The faltering oil demand recovery and the lack of a COVID-19 vaccine will likely push the oil price recovery to $50 a barrel into 2021, as inventories continue to pile up in 2020 amid weak refinery margins and demand, according to Saxo Bank.
“Crude oil has been trading in a fairly stable pattern in the low $40s since June, however, we are seeing evidence in data from the physical market that there are risks emerging. Weak refinery margins, caused primarily by the excess of unwanted diesel and jet fuel, are leading to storage facilities rapidly filling up,” Ole Hansen, Head of Commodity Strategy at Saxo Bank, said on an online briefing, as carried by Times of Oman.
Despite the fact that oil prices managed to find support on Tuesday after the 15-percent correction of the past week, Saxo Bank doesn’t see too much upside potential for oil prices in the near term as fundamentals remain weak.
The correction actually helped prices drop more in line with the fundamentals in the currently fragile outlook for the oil market, Hansen wrote in a post on Wednesday.

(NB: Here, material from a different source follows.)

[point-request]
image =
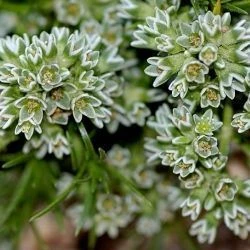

“As the pandemic continue to slow the recovery in fuel demand, the upside potential in our opinion is likely to remain limited over the coming months. With that in mind and given the risk of increased production from Libya, we see Brent crude oil settling into a new lower range around $40/b before eventually moving higher into year end and 2021,” he said.
In 2021, oil prices could hit $60 a barrel, according to Citigroup and Goldman Sachs.
Oil prices are set to rise to $60 a barrel by the end of next year as the oversupply will have been drawn down by then, according to Citigroup, which is bullish on oil.
Goldman Sachs expects Brent Crude to reach $65 a barrel in the third quarter of 2021, although it could end the year lower, at $58 a barrel. Goldman also sees WTI Crude to rally to $55.88 a barrel by the third quarter of next year, up from $51.38 a barrel in earlier forecasts.